The Handyguys received the following question from Larry, a listener of the show:
Hi, I have squirrels eating away at the lead pipe flashing (roof jack) that surround the PVC vent pipes that extend out of the roof and along some fascia boards. In searching for a solution, one person said they may be missing a mineral in their diet. Another said they chew to keep their teeth from growing to long.
- Any truth to these?
- Any idea why they eat lead pipe flashing (roof jack)?
- How can I stop them permanently from eating the lead pipe flashing (roof jack) and fascia boards?
- How can I repair the lead pipe flashing (roof jack) with buying entirely new pipe flashing and lifting shingles?
Larry – We aren’t completely sure why the squirrels are trying to get into your house. Brian’s guess is they want to come in out of the cold. Regardless, you don’t want the squirrels destroying your house. We suggest you begin an aggressive relocation program. You can get a trap and easily relocate the squirrels. Check out this one from Havahart.
As for repair, you should just replace the boot on the pipe vent through your roof. You can use Bondo for the fascia. We discuss some other options in the podcast. Make sure you give it a listen.
Carpet for your basement
The Handyguys then take a question from Eric about carpet for his basement:
First, off just wanted to say great site and great information.
Here is my situation. Carpet and the basement. My wife and I are nearly done with our basement and ready to pick out and put in some nice carpet. But we have no idea how to buy carpet or what sort of padding is best to put under the carpet. Our basement is a solid poured concrete floor and walls. We have no water or any moisture to really mention a small dehumidifier runs occasionally and the basement seems dry.
We have 3 young kids and one big dog and would like a carpet and padding that would be able to hold up.
The Handyguys discuss some different carpet options.

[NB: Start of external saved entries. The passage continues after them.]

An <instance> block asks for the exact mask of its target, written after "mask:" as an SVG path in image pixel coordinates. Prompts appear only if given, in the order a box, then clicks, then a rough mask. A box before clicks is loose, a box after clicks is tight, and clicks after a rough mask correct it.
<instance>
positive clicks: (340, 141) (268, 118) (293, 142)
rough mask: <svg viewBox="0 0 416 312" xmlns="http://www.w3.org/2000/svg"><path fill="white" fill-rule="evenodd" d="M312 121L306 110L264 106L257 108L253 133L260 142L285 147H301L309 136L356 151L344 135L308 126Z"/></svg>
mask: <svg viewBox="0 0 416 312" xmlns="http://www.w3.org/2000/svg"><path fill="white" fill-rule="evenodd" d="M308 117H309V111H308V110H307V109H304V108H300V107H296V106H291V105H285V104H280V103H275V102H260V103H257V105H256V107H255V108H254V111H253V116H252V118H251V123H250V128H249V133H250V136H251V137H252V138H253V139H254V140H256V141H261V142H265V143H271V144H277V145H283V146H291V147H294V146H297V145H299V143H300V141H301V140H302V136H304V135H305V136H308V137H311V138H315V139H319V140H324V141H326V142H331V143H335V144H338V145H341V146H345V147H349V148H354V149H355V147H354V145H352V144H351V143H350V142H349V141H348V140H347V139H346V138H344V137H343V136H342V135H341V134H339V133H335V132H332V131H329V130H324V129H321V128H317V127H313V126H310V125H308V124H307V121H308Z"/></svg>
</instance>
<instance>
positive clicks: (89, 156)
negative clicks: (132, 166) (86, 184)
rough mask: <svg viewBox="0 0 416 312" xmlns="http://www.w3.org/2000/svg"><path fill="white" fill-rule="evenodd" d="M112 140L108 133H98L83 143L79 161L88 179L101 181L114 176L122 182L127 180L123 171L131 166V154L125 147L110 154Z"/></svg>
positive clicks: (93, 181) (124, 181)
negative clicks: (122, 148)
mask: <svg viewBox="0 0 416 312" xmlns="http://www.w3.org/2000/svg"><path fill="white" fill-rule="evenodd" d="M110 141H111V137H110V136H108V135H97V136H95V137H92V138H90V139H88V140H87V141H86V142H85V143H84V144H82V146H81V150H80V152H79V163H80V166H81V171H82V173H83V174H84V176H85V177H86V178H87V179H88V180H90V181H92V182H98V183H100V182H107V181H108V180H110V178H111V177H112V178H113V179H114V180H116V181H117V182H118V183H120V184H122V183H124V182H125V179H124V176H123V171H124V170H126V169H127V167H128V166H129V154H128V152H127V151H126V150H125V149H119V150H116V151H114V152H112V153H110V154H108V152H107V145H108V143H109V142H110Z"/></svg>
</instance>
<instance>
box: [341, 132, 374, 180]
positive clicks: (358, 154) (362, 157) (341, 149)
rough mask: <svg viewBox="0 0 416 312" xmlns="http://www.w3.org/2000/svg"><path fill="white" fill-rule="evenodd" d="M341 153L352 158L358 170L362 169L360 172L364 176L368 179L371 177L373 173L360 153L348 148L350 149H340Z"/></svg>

Both Brian & Paul are in agreement that a decent pad that is not absorbent is a must. Also, you may want to consider commercial carpet as well.
What are you doing lately?
We wrap up the show with a discussion about some cabinets that are pulling off the wall because they are overloaded. These are a decent brand of cabinets. Brian was able to add some screws into the soffit to hold them until the cabinets are repaired.
5 thoughts on “Eliminating Squirrels And Basement Carpet”
Try the product SquirrelGard for your led jack problem. You can put it on new roof systems, so the squirrels never eat your led jacks or you can put in on after the squirrels have eaten it. Have it on my house.
Jennifer – Thanks for the info.
Even though you don’t see moisture in your basement be sure you put padding down that is especially designed for basements as well as a good carpet that will last for a long time. I found so great help at http://www.smartcarpetoceannj.com and I love my basement carpet.
To those who are putting carpet down in their basements: I would recommend verifying the integrity of the foundation before the new carpet is placed. Any cracks should be investigated and sealed even if there are no apparent moisture problems yet. If cracks do become serious, the new carpet will probably be ruined, so it is best to address this early.
Trapping and relocating any wild animal that is causing problems is not the solution. You have to remove the attraction and/or change their behavior or you will be continuously dealing with the same problems. Many times the reason animals come into a structure is to nest which means there are babies in there and you have trapped the mother and left the babies to slowly die or put the burden on a local wildlife rehabilitator. Also, relocated animals (especially ones that have grown up in the urban area that they are trapped in) that are dumped in the woods, find themselves in unfamiliar surroundings and many times have a lower rate of survival. You need to work with a professional that knows what they are doing with regards to wildlife and understands the different species behavior…. deterrents and exclusions work much better 95% of the time…. NOT trapping.